4 minute read time.
On Saturday, April 29th, Tom Manville gave one of the most interesting presentations that the IET NorCal committee has had the pleasure of hosting to date. About 20 people attentively listened to his one and a half hour discussion on the architecture and technologies behind Dropbox.

 
His talk started by highlighting the size of the data problem that the engineers at Dropbox work with. For example, Dropbox has about 500 million users by the latest count and those users had access to about 500 petabytes of storage in 2016; a significant increase from 40 petabytes in 2012. 500 petabytes is a 5 followed by 17 zero’s worth of bytes. To put that into perspective, that is enough storage to hold 14,000 times the amount of text held in all of the books in the Library of Congress. (It’s a lot!).

 
To serve all this data for its users, Tom described the basics building blocks of Dropbox; physical storage, data security and databases that power the services that they provide.

 
In terms of physical storage, Tom touched on the shingled magnetic recording technology that Dropbox uses in order to increase data storage densities. They also utilize loss less compression to minimize the amount of space that a user’s files require. At Dropbox, the storage system is known as Magic Pocket. This is an immutable block storage system and it stores encrypted chunks of files up to 4 megabytes in size.

 
46bab4b38f868fd5f0a9617966e55979-huge-iet1.png

Tom Manville discussing Dropbox’s physical storage.

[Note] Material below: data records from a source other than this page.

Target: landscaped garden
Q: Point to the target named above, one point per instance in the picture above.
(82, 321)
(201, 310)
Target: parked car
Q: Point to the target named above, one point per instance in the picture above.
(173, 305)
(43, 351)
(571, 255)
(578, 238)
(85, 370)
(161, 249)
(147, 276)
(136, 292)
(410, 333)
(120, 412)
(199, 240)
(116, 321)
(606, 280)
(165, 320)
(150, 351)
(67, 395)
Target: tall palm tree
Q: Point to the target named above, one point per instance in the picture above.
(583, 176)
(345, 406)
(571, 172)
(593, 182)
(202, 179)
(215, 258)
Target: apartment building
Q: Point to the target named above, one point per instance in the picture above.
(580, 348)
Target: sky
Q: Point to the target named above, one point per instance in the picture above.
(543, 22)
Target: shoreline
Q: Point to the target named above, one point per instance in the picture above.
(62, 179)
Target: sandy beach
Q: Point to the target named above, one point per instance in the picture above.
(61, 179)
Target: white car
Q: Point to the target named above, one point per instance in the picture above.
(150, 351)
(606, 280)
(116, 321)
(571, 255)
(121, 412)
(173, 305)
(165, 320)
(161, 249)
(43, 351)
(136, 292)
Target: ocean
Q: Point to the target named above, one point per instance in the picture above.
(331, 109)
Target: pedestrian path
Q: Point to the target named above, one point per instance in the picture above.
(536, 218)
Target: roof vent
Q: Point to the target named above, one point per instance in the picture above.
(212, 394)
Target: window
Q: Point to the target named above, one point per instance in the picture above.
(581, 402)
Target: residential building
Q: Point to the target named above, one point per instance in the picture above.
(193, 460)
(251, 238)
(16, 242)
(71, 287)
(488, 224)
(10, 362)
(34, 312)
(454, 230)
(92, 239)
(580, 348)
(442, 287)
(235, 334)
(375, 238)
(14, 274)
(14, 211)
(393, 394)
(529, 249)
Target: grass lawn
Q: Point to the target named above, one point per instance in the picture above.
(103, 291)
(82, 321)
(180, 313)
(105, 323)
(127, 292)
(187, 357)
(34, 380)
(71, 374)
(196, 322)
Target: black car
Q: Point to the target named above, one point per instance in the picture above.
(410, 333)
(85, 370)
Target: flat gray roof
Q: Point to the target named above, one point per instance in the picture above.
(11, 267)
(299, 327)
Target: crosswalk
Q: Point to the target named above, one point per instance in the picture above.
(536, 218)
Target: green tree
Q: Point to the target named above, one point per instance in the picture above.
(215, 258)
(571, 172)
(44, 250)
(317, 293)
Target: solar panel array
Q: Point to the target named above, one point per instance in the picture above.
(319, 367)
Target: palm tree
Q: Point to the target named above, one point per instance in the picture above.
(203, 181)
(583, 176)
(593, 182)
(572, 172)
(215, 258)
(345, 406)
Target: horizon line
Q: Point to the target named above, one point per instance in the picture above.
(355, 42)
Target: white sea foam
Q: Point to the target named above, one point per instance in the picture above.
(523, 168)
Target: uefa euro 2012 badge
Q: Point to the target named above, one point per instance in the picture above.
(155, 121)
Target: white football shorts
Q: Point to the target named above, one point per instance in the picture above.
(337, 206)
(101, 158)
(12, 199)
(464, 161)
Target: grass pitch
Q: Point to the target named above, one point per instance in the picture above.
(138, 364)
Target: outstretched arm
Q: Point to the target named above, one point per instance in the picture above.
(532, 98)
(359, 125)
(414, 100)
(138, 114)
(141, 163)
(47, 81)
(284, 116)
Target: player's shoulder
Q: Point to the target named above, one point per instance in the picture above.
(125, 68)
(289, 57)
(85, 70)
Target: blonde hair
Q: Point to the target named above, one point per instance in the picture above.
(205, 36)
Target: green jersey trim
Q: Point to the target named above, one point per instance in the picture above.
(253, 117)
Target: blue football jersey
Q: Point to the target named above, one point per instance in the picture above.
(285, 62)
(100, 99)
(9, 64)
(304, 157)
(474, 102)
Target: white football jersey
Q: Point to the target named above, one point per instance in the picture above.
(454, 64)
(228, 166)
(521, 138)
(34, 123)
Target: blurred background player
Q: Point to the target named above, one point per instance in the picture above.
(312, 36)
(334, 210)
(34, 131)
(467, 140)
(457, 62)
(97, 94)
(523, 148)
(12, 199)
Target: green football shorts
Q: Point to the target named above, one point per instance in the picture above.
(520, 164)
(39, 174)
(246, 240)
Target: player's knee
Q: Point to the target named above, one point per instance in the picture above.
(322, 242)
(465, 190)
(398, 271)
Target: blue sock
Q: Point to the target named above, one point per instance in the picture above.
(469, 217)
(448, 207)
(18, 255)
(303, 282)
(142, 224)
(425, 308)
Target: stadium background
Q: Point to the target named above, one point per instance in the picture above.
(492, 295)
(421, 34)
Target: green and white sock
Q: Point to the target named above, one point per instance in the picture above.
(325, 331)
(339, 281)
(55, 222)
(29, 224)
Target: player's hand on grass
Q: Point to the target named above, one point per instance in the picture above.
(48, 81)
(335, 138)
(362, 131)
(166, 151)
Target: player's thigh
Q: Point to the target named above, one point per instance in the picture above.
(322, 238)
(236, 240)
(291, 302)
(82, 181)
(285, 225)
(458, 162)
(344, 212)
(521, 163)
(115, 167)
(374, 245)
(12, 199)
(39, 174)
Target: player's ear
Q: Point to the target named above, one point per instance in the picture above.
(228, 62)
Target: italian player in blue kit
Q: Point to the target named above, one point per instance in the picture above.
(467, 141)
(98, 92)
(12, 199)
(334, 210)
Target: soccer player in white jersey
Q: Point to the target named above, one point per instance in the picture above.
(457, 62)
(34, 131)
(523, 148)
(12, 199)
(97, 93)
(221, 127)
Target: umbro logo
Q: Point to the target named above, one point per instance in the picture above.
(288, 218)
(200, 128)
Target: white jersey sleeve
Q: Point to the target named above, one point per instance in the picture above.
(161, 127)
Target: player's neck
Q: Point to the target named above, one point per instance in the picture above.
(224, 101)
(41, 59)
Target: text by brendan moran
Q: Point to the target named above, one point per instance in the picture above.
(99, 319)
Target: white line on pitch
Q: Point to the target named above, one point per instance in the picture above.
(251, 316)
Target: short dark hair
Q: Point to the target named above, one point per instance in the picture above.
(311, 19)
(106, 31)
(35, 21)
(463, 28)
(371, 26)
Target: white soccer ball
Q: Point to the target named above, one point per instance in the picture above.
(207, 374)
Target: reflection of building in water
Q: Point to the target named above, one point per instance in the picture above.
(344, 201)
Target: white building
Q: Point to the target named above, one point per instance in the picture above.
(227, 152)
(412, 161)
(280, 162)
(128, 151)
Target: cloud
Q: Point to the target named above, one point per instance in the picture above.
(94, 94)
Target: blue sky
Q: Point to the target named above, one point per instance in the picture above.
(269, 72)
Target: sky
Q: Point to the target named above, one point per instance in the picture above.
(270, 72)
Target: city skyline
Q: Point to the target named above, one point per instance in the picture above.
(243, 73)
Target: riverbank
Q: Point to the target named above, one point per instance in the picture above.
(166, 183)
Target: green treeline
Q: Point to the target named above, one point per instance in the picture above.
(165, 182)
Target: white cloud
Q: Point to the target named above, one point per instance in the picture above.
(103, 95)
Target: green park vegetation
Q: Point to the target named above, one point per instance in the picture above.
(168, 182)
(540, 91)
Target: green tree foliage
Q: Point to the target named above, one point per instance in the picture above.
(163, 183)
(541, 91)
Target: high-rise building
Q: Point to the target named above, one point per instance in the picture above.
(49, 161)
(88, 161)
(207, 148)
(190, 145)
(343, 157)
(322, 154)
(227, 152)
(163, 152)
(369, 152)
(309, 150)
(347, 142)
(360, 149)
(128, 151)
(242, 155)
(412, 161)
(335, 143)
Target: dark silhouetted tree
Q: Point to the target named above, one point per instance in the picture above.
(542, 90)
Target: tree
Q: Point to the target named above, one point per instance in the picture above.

When it comes to security of data, it is no surprise to learn that there are many layers of it in the Dropbox architecture and there is a key technology underpinning many of them, Sha256. This algorithm is a cryptographic hash that is like a signature for a text or a data file. It is how Dropbox knows what data is truly yours within your namespace. You can think of a namespace as a collection of files and folders in the internal representation of the Dropbox file system. Each user’s private Dropbox folder maps to a root namespace.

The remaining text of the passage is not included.